Le sirene della Polizia, insieme alla secca chiusura delle porte della metro o al tintinnio dei bicchieri nei caffè, fanno parte dei suoni familiari di Parigi. Ma dal 13 novembre 2015 il tono è cambiato. Le risate e le conversazioni ai tavolini dei bar si sono fatte più discrete, mentre il suono delle sirene si è fatto più forte. Parigi ha perso il suo equilibrio. L'unico punto fermo sono le quattro pareti di casa. Tra l'armadio e il soggiorno c'è sempre lo stesso stendibiancheria. Nel lavandino ci sono ancora i piatti. Dal 13 novembre qui non è cambiato molto. È un pensiero tranquillizzante quando il resto della città si è trasformato in un campo minato.
Per quanto riguarda la paura e la diffidenza, sono fissazioni di breve durata. Ogni volta che un'auto rumorosa si ferma di colpo al bordo della strada, ogni volta che un motociclista si toglie il casco e il passamontagna resta sul suo volto, ogni volta che un corriere porta un pacco sospetto in mano. In un attimo iniziano le paranoie. Si risveglia l'agente segreto che è in ognuno di noi. Uomini scuri con la barba e dai vestiti lunghi fino alle ginocchia diventano terroristi, donne coperte dal velo complici. In queste ultime settimane rappresentano il terreno più propizio per il pensiero islamofobico.
Il malessere e l'angoscia restano
Dimostrazioni di solidarietà come #NousSommesUnis ("noi siamo uniti", n.d.t.) sono la reazione alle generalizzazioni che non distinguono il jihadista radicale dal musulmano praticante facendo di tutta l'erba un fascio. In molti luoghi, e non solo al Congresso di Versailles dove il presidente François Hollande ha ribadito l'unità nazionale, si intona la Marsigliese. Le attrazioni turistiche rifulgono del tricolore francese. Ai piedi della statua della Marianne in place de la République ondeggiano controvento le luci di innumerevoli candele. La cera di oggi si scioglie sopra la cera di quelle candele che furono accese, nello stesso posto, in occasione dell'attentato contro Charlie Hebdo. Nonostante le molte espressioni di coraggio: #NotAfraid, #PrayforParis, "Je suis en terrasse" ("sono seduto ad un tavolino", parafrasando il più celebre "Je suis Charlie" di gennaio, n.d.r.), restano il malessere e l'angoscia.

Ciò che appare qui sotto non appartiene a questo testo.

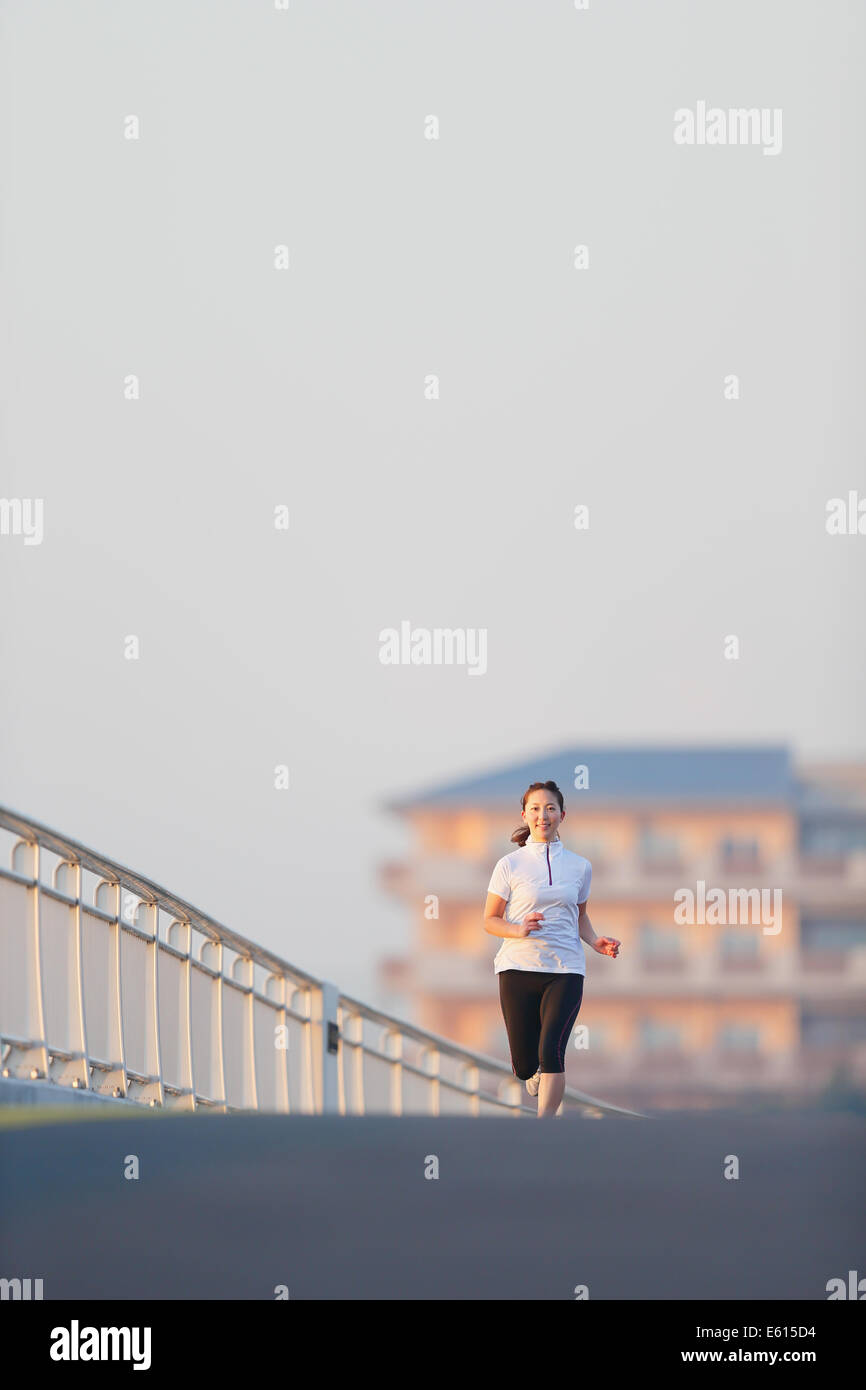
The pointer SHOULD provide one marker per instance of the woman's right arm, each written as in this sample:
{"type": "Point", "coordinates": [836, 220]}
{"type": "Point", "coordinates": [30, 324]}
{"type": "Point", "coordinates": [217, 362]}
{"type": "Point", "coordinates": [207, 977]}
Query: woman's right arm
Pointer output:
{"type": "Point", "coordinates": [495, 923]}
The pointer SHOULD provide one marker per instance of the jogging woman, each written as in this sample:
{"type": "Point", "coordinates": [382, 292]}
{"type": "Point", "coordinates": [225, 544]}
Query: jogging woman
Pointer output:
{"type": "Point", "coordinates": [541, 962]}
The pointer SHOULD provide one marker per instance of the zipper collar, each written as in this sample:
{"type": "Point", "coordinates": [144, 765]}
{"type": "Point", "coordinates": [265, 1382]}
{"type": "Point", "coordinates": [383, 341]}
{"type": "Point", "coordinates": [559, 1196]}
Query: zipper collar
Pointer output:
{"type": "Point", "coordinates": [542, 848]}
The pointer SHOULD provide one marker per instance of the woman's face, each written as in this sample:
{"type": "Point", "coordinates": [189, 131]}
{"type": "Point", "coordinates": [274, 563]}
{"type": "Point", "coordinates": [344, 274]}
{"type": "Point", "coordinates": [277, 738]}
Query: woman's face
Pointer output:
{"type": "Point", "coordinates": [542, 815]}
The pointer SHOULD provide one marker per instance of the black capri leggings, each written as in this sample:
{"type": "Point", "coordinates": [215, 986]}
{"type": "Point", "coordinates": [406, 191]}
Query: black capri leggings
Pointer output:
{"type": "Point", "coordinates": [540, 1009]}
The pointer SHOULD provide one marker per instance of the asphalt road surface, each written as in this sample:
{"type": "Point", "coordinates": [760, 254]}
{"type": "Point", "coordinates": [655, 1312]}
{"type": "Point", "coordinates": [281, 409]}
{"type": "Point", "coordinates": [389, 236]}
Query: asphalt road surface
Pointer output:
{"type": "Point", "coordinates": [385, 1208]}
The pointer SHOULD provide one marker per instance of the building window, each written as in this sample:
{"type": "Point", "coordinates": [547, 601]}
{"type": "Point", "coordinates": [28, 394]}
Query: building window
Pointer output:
{"type": "Point", "coordinates": [740, 852]}
{"type": "Point", "coordinates": [738, 1037]}
{"type": "Point", "coordinates": [833, 1030]}
{"type": "Point", "coordinates": [658, 851]}
{"type": "Point", "coordinates": [660, 945]}
{"type": "Point", "coordinates": [655, 1036]}
{"type": "Point", "coordinates": [831, 934]}
{"type": "Point", "coordinates": [738, 944]}
{"type": "Point", "coordinates": [831, 841]}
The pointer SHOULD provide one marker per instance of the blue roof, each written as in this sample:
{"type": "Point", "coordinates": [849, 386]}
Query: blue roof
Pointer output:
{"type": "Point", "coordinates": [758, 773]}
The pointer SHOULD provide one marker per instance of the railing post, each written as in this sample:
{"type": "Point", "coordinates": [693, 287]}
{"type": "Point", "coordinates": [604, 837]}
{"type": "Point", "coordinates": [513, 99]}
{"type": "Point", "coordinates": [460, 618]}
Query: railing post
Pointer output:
{"type": "Point", "coordinates": [325, 1033]}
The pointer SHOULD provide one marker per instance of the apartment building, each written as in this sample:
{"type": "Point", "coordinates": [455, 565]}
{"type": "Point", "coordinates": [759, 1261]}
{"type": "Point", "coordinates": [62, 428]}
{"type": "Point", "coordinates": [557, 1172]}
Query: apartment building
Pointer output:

La normalità ha un altro sapore
Dagli altoparlanti del mercatino di Natale sugli Champs-Élysées risuonano le note delle 10 canzoni natalizie più conosciute, tra cui Last Christmas e Walking in a Winter Wonderland. Il profumo dei waffel appena sfornati e del vin brulé annebbia la mente, per un momento dà l'idea di un mondo pacifico e prenatalizio. Neve artificiale e ghirlande luminose fanno il resto. Non fosse per i soldati pesantemente armati e in tuta mimetica, che danno un sapore amaro a questa dolce visione del mondo. La normalità ha un altro sapore.
Prima che la Francia torni alla normalità passerà molto tempo. L'imminente Conferenza sul clima (COP21) e le elezioni regionali del 6 e 13 dicembre devieranno l'attenzione generale su altri campi di battaglia, sia in politica nazionale che internazionale. Il tempo cura tutte le ferite, si dice. Ma quanto ci vorrà ancora prima che questo pensiero ci lasci: «Tra quelle 130 vittime avrei potuto esserci anch'io?».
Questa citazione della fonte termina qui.